- Born: August 9, 1932 (age 94) Alexandria, Virginia, U.S.
- Relatives: Brigadier General Leo A. Brooks Jr. (son) General Vincent K. Brooks (son) Brigadier General Mark C. Quander (nephew)
- Military career
- Allegiance: United States
- Branch: United States Army
- Service years: 1954–1984
- Rank: Major General
- Commands: Defense Personnel Support Center Army Troop Support Agency 13th Corps Support Command Sacramento Army Depot
- Conflicts: Vietnam War
- Awards: Army Distinguished Service Medal Defense Superior Service Medal Legion of Merit (3) Bronze Star Medal

= Leo A. Brooks Sr. =

United States general

 Leo Austin Brooks Sr. (born August 9, 1932) is a retired major general of the United States Army who later became city manager of Philadelphia.

==Military career==
Brooks was born in Alexandria, Virginia, on August 9, 1932. He graduated from Virginia State University in 1954 and received his commission in the Army Quartermaster Corps as a Distinguished Graduate of the Reserve Officer Training Corps.

In his early assignments, Brooks served as a platoon leader with the 2nd Infantry Division in Alaska and commanded two companies. He also served in the office of the Army's Deputy Chief of Staff for Logistics, G-4, as a budget liaison to the United States Congress.

Brooks served two tours of duty in Vietnam during the Vietnam War, one as an advisor to the Army of the Republic of Vietnam and one as a battalion commander. He received a master's degree in financial management from George Washington University, and his later assignments included command of the Sacramento Army Depot, 13th Corps Support Command, Army Troop Support Agency, and Defense Personnel Support Center. Brooks retired from the military in 1984. Since he retired before serving three years as a major general, he was retired as a brigadier general.

Brooks' military education includes the United States Army Command and General Staff College and the National War College.

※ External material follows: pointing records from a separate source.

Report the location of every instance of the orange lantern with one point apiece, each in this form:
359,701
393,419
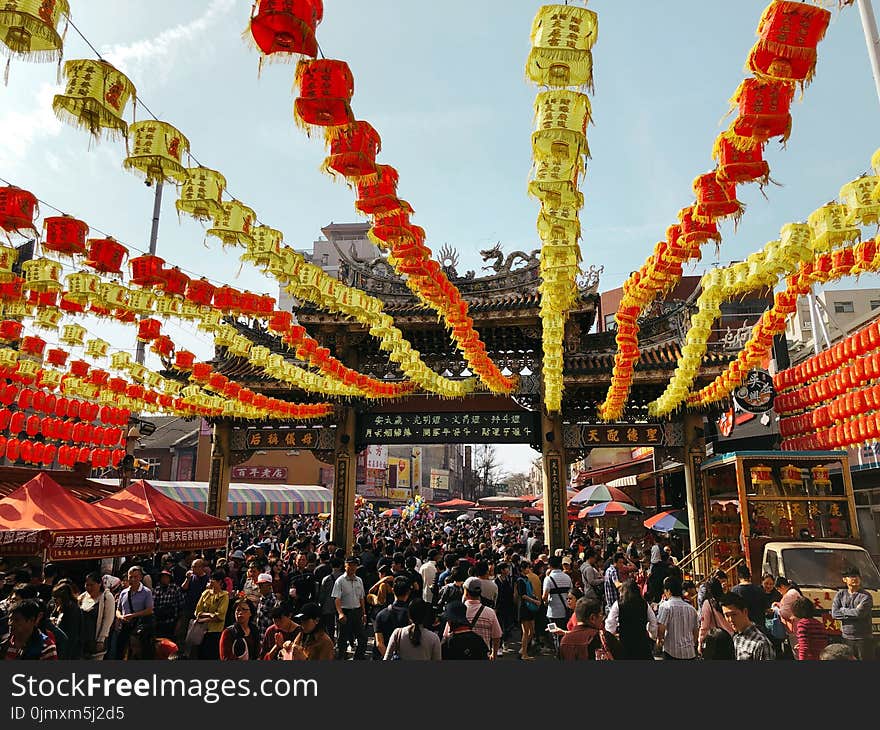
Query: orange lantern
326,88
789,33
65,235
106,255
286,26
18,208
353,150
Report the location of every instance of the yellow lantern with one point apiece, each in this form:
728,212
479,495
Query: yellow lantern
210,319
29,28
8,357
561,122
141,301
8,257
858,197
157,151
830,227
233,226
266,243
82,287
201,193
94,98
97,348
562,36
169,306
120,360
42,275
48,318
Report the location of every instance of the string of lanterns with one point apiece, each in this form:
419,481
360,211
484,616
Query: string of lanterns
326,87
834,224
561,59
784,57
849,261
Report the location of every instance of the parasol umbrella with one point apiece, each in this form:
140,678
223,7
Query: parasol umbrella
669,521
608,509
599,493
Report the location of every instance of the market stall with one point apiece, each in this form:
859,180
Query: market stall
43,517
252,499
179,527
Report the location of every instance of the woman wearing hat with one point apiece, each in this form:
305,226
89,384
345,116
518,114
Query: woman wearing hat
312,642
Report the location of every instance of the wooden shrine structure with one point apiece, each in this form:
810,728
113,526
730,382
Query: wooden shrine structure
504,304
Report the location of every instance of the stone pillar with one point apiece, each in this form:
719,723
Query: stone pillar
555,481
221,463
344,482
694,454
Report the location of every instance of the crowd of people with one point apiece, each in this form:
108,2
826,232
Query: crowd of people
432,589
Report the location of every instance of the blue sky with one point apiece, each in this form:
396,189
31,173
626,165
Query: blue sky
444,86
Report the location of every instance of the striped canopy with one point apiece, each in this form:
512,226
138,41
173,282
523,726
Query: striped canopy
252,499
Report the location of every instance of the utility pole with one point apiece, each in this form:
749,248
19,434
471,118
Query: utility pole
872,38
140,352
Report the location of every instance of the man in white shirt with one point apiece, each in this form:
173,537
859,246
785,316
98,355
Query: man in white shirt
555,592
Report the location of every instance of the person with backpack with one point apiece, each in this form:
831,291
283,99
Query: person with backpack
461,642
528,606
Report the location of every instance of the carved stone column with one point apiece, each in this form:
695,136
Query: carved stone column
555,480
344,482
221,463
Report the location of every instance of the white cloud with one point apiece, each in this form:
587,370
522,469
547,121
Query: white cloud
133,55
21,125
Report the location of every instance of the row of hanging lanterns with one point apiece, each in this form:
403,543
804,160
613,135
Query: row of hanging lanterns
862,258
560,60
783,57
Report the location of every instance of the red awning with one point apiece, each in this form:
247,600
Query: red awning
43,515
180,527
455,504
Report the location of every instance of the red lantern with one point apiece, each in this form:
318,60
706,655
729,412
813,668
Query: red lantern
378,195
184,360
65,235
33,345
163,346
287,26
56,357
353,150
174,282
325,90
741,166
106,255
788,35
10,330
18,209
146,270
149,330
13,449
200,291
715,200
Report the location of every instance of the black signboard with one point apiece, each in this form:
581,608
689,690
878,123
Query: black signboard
448,428
282,438
756,394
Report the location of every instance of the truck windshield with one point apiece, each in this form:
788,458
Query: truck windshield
822,567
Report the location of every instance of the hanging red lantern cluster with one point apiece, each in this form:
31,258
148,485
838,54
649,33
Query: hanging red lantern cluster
788,36
65,235
785,53
18,210
286,27
325,91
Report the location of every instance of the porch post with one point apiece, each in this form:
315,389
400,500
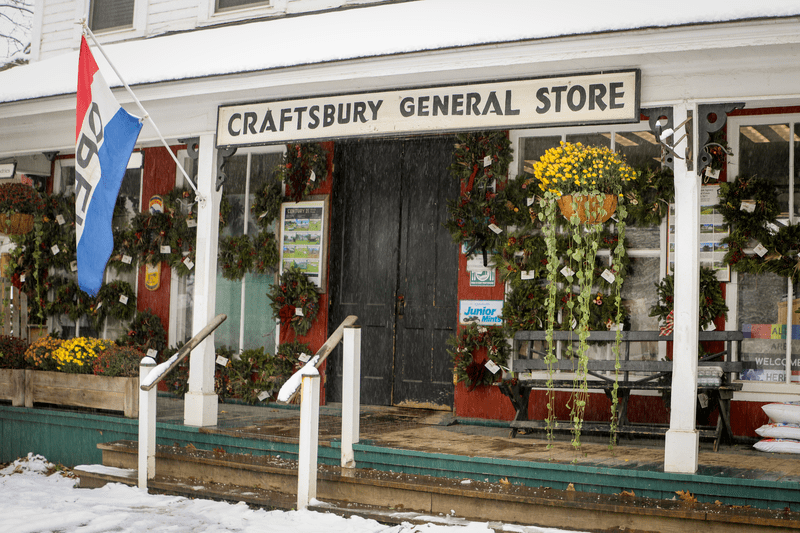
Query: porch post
200,403
682,440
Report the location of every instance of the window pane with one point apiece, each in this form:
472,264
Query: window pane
107,14
262,168
764,152
259,324
228,4
236,171
229,301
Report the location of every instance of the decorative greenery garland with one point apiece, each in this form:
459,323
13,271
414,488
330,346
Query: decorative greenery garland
749,205
479,159
303,168
473,372
117,300
712,303
294,299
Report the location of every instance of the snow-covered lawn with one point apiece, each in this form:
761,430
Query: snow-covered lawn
37,497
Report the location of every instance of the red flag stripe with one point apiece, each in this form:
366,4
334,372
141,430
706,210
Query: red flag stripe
86,70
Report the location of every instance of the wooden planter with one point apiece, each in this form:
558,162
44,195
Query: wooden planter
16,224
83,390
589,207
12,386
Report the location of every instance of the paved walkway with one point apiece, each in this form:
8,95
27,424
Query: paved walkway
440,432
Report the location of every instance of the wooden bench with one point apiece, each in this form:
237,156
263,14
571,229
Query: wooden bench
653,375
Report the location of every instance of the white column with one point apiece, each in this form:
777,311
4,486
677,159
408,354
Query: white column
682,440
200,403
351,392
147,426
309,439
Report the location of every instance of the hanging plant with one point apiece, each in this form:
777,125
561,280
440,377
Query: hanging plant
468,365
477,216
524,307
649,196
303,168
571,174
116,300
294,299
712,303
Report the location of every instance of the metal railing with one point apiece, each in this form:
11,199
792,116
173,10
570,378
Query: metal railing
149,376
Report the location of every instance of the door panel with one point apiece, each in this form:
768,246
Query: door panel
428,277
389,202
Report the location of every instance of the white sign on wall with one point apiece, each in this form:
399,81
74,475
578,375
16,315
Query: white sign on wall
483,312
602,98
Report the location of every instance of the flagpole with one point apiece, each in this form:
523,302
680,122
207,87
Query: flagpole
86,30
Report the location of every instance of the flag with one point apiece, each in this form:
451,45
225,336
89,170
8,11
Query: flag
105,135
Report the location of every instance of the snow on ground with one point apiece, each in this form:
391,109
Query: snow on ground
37,497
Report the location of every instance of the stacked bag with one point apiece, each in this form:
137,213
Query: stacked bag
782,434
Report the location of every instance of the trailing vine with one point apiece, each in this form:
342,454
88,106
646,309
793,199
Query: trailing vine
463,350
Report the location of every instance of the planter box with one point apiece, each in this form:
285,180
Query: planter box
12,386
83,390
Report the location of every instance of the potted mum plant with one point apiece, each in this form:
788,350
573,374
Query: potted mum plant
19,203
587,185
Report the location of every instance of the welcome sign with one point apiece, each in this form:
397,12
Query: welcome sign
600,98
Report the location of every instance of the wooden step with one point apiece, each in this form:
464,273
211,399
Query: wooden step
271,482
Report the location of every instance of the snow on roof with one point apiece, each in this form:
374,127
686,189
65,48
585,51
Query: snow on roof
380,30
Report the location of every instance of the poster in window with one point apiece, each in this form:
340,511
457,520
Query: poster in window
713,230
302,239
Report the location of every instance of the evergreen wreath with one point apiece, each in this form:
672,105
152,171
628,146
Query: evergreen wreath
480,159
69,300
468,369
109,302
712,303
294,299
749,205
303,168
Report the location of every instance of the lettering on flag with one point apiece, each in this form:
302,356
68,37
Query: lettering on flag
105,135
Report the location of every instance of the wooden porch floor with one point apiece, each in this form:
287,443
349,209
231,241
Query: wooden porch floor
439,432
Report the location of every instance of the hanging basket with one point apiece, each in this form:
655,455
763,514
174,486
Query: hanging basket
589,207
16,224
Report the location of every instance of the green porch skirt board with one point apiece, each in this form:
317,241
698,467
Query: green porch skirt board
71,438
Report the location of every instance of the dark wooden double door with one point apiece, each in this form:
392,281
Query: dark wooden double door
395,267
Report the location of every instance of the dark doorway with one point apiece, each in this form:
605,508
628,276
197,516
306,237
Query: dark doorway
395,267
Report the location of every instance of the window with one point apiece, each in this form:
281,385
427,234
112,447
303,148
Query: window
111,14
767,146
645,248
231,4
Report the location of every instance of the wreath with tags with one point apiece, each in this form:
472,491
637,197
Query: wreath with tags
480,163
749,205
117,300
303,168
295,300
467,367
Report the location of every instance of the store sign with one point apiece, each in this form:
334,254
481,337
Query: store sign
7,170
483,312
603,98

Brooks's awards include: the Army Distinguished Service Medal; Defense Superior Service Medal; Legion of Merit with two oak leaf clusters; Bronze Star Medal; Meritorious Service Medal; Joint Service Commendation Medal; and Army Commendation Medal.

==Later career==
As Philadelphia's city manager he was involved in the 1985 raid and bombing of the communal headquarters of the black radical group, the MOVE organization. Brooks resigned from his position 10 days after the bombing; three years later, a Philadelphia grand jury cleared Brooks and others of criminal liability under Pennsylvania law, while describing their behavior as "morally reprehensible" and marked by "cowardice, incompetence, inexperience, and ineptitude".

==Family==
Brooks was married to teacher Naomi Lewis (April 14, 1934 – May 21, 2020) from 1955 until her death in 2020. They had three children, including two sons who reached the ranks of general officers in the United States Army – General (Retired) Vincent K. Brooks and Brigadier General (Retired) Leo A. Brooks Jr. His nephew Mark Quander is on active duty in the rank of Major General. His daughter Marquita K. Brooks is an attorney. In addition, his brother Francis was a longtime member of the Vermont House of Representatives who rose to the position of majority leader. After serving in the House, Francis Brooks served for several years as the Sergeant at Arms of the Vermont State House. In 2016, Francis Brooks was elected to the Vermont Senate.